One thing is clear, if Australia decides to detain children, it must accept that this policy brings with it certain obligations to do right by the children.

The Inquiry - emerging trends

At this stage I can make no final judgement on the outcomes of the Inquiry because I am in the middle of it and I have not yet fully considered all the evidence.

However I can report on some of the emerging themes:

When I last visited two weeks ago, Woomera's population was substantially reduced, with only 19 children remaining, but that is 19 too many, and these children are permanently damaged.

Attending local schools allows detained children - who otherwise spend 24 hours a day in detention centres - to socialise with Australian children. Given that many detained families are eventually recognised as refugees, it is in Australia's interests to ensure the children get an education that helps them integrate into Australian society as soon as possible.

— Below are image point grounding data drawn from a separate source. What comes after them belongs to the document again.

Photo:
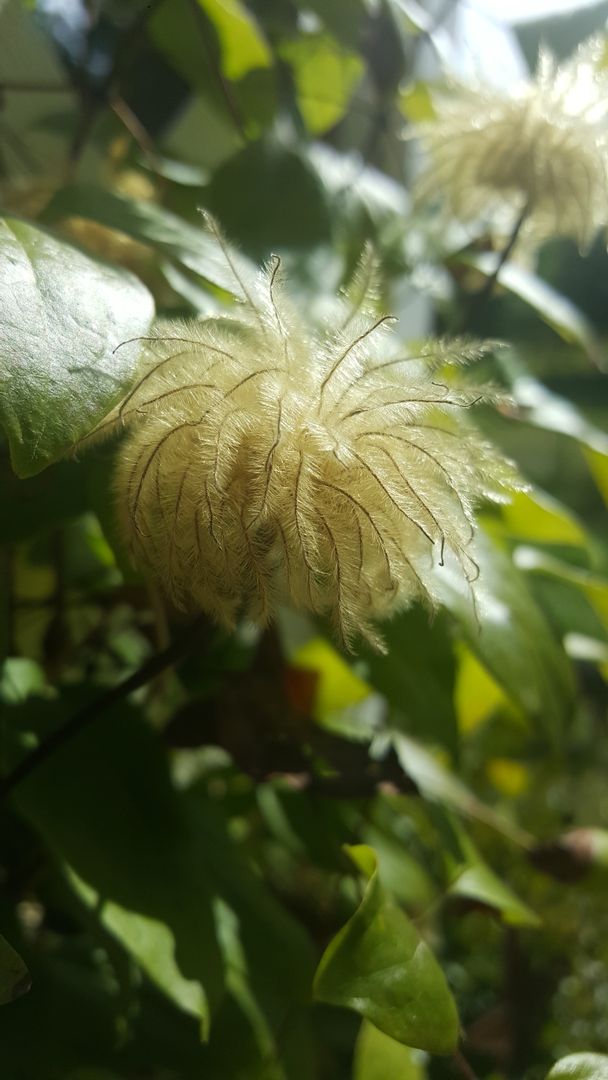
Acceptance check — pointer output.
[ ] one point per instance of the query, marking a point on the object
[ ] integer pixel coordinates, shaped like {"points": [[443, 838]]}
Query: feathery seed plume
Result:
{"points": [[541, 149]]}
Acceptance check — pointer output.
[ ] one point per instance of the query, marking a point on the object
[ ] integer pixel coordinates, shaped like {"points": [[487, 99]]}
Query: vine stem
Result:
{"points": [[159, 662], [463, 1066], [481, 298]]}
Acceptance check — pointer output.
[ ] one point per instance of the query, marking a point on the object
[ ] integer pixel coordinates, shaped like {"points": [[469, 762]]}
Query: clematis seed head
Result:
{"points": [[542, 148], [269, 462]]}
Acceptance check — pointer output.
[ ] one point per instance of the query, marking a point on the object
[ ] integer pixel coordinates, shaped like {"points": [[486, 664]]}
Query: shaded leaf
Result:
{"points": [[580, 1067], [507, 630], [130, 841], [474, 879], [151, 943], [14, 976], [556, 310], [378, 966], [62, 315]]}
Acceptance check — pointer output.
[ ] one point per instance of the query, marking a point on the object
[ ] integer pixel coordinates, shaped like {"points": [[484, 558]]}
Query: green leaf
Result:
{"points": [[507, 630], [62, 316], [593, 586], [473, 878], [379, 1057], [598, 466], [151, 943], [19, 678], [545, 409], [192, 245], [14, 976], [534, 515], [436, 783], [105, 806], [556, 310], [580, 1067], [242, 44], [271, 198], [378, 966], [325, 75], [417, 675]]}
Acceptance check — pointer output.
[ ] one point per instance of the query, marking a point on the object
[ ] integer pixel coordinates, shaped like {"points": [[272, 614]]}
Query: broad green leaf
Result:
{"points": [[378, 966], [151, 943], [473, 878], [589, 649], [14, 976], [436, 783], [598, 466], [39, 503], [417, 675], [379, 1057], [545, 409], [19, 678], [507, 630], [476, 693], [325, 75], [62, 316], [416, 103], [243, 46], [129, 840], [580, 1067], [534, 515], [192, 245], [337, 686], [594, 586], [556, 310], [271, 198]]}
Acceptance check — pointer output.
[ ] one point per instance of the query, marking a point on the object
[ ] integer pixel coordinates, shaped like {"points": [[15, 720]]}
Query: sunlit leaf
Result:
{"points": [[325, 75], [378, 966], [62, 316], [189, 244], [476, 692], [598, 466], [536, 516], [379, 1057], [243, 46], [581, 1067], [507, 630], [594, 586]]}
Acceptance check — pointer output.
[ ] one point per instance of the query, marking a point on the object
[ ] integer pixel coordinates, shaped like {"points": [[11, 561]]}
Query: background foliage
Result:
{"points": [[273, 861]]}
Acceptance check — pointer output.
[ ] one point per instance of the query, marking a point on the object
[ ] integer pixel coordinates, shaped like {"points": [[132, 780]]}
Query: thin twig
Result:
{"points": [[183, 645], [481, 298], [224, 86]]}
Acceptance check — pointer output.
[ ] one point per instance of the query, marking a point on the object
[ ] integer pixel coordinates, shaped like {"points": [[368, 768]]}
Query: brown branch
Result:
{"points": [[481, 298], [181, 647], [223, 84]]}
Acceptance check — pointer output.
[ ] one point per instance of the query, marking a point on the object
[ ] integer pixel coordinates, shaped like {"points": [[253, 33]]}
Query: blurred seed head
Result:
{"points": [[268, 462], [544, 147]]}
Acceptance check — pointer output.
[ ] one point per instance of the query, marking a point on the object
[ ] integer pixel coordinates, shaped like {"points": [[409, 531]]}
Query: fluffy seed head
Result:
{"points": [[544, 147], [266, 462]]}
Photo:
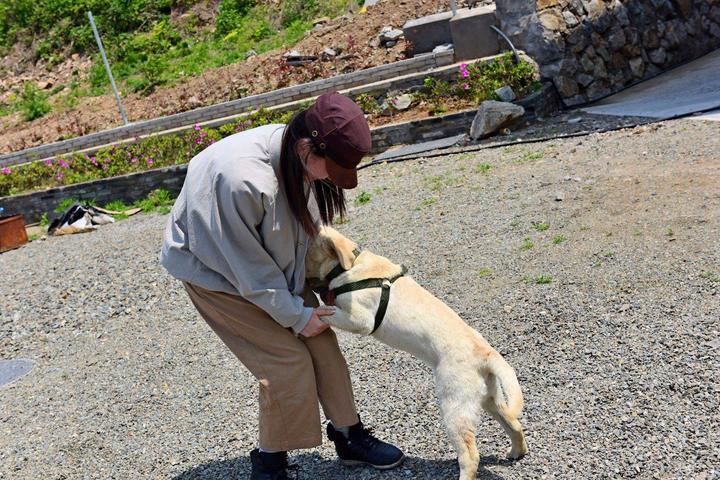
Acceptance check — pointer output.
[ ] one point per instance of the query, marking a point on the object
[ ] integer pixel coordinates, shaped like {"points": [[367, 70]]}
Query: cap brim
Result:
{"points": [[341, 176]]}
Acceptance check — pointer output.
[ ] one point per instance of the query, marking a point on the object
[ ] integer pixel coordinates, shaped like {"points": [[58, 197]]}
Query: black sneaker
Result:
{"points": [[362, 448], [270, 466]]}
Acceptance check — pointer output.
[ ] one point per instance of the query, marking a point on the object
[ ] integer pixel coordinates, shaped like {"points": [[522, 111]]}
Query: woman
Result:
{"points": [[237, 238]]}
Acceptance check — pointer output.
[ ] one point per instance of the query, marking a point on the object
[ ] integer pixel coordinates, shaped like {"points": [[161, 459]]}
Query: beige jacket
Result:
{"points": [[231, 229]]}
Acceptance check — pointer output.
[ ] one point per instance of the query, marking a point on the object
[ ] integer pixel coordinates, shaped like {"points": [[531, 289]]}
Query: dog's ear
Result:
{"points": [[342, 246]]}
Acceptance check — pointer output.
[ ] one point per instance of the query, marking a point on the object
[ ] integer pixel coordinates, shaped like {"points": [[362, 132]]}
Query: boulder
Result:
{"points": [[506, 93], [493, 116]]}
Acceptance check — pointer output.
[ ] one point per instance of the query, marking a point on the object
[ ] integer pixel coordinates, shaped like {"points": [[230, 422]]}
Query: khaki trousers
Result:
{"points": [[293, 372]]}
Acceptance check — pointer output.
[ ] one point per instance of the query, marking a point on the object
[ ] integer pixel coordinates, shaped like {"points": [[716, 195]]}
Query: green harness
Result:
{"points": [[383, 283]]}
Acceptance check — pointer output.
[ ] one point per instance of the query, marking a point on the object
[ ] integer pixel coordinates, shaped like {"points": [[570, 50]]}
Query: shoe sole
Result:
{"points": [[354, 463]]}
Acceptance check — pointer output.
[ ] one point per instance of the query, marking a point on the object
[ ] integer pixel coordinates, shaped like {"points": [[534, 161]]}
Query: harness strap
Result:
{"points": [[383, 283]]}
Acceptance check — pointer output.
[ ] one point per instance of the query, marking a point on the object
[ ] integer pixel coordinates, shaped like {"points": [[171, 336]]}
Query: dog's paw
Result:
{"points": [[517, 453]]}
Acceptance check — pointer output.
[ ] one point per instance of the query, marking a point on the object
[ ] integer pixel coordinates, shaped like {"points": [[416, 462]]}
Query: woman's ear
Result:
{"points": [[302, 147]]}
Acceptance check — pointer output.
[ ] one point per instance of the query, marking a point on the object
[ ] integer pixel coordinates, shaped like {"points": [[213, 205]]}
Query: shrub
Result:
{"points": [[33, 102]]}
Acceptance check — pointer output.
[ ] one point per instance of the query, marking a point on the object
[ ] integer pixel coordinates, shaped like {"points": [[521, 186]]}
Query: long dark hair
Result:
{"points": [[330, 198]]}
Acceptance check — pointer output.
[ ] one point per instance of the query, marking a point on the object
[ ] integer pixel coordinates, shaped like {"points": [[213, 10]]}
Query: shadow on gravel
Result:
{"points": [[313, 466]]}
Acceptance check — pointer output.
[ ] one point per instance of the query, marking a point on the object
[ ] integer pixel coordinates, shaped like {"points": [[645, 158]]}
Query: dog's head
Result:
{"points": [[327, 249]]}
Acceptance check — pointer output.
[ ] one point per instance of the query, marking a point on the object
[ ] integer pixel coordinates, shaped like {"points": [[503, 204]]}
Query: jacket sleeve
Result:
{"points": [[236, 213]]}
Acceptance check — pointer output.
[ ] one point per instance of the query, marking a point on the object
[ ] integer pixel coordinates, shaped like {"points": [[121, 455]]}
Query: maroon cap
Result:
{"points": [[340, 132]]}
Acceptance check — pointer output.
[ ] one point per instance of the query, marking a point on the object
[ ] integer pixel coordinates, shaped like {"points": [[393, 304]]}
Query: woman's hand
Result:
{"points": [[316, 326]]}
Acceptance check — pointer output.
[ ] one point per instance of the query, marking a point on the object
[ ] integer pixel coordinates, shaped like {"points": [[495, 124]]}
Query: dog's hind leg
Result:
{"points": [[459, 412], [510, 424]]}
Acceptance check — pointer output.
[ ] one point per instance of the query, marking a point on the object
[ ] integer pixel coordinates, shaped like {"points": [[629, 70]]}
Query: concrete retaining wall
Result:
{"points": [[136, 186], [591, 48], [234, 107]]}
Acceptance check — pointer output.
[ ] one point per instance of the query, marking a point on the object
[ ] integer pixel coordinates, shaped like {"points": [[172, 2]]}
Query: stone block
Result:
{"points": [[471, 34], [428, 32]]}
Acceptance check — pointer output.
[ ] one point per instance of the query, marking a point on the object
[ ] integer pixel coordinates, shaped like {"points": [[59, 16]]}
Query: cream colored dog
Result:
{"points": [[469, 373]]}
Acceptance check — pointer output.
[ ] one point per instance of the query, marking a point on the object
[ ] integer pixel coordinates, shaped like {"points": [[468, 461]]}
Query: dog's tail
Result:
{"points": [[503, 385]]}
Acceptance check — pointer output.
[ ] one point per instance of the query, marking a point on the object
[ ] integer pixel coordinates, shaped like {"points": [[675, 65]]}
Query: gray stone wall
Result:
{"points": [[234, 107], [590, 48]]}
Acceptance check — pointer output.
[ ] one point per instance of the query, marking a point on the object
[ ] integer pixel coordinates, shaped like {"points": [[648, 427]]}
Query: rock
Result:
{"points": [[506, 93], [658, 56], [637, 66], [402, 102], [584, 79], [567, 87], [321, 21], [599, 72], [552, 19], [594, 8], [617, 39], [492, 116], [570, 19], [543, 4]]}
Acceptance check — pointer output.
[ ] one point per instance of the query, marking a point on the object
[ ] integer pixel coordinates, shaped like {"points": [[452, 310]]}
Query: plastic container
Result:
{"points": [[12, 232]]}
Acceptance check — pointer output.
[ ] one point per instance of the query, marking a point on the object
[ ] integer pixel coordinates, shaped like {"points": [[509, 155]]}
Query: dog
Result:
{"points": [[469, 373]]}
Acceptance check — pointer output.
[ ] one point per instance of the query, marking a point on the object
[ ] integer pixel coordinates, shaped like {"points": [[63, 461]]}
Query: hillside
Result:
{"points": [[350, 35]]}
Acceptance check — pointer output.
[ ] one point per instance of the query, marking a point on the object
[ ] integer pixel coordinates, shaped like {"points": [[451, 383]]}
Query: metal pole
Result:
{"points": [[107, 67]]}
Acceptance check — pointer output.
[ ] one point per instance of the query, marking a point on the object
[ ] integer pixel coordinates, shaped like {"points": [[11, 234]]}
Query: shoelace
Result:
{"points": [[368, 438], [295, 469]]}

What I was also concerned with during the public hearings was that a number of witnesses requested in-camera hearings because of fear of speaking publicly. These included not only detainees and ex-detainees, but visitors, volunteer workers and ex ACM and DIMIA workers.

Conclusion

As Human Rights Commissioner, I have previously called for the total closure of Australia's remote site detention centres.

My detailed inspections of them have, over time, convinced me that they are "un-Australian". I happen to believe that operationally they also breach many human rights treaties.

Australia prides itself, justifiably, on being the land of the "fair go", where a spirit of mateship enabled us to flourish in a difficult and unforgiving physical environment.

It is nonsense to pretend that the integrity of our borders is threatened by the small, sad, flotilla of leaky boats with their desperately fragile cargo of asylum seekers. We can maintain a system of visas and identity, security and health checks without stomping all over our "fair go" heritage.

The current policy of long term mandatory detention in containment camps is exacting an extremely high moral toll. Future generations of Australians will undoubtedly question whether that price was worth paying.

Therefore let us, as a community, harness all the money, ingenuity and effort expended on the current detention system into a new way.

A way which will achieve the appropriate policy objectives while simultaneously drawing on the rich Australian heritage of compassion and decency.

If we can achieve this we will, almost subconsciously, be fulfilling both the letter and the "spirit" of our human rights commitments.

In order to reach this goal it will be necessary to convince a majority of our fellow Australians, who overwhelmingly support the current Government policy, that change is essential. This means that community groups such as the Association for the Welfare of Child Health must be prepared to go out among the general community and argue the case for change.

Otherwise we all run the risk of simply preaching our message to the converted.

Australia is a democratic country. Any substantial alteration to the immigration detention regime can only occur via our participation in public debate and in political process.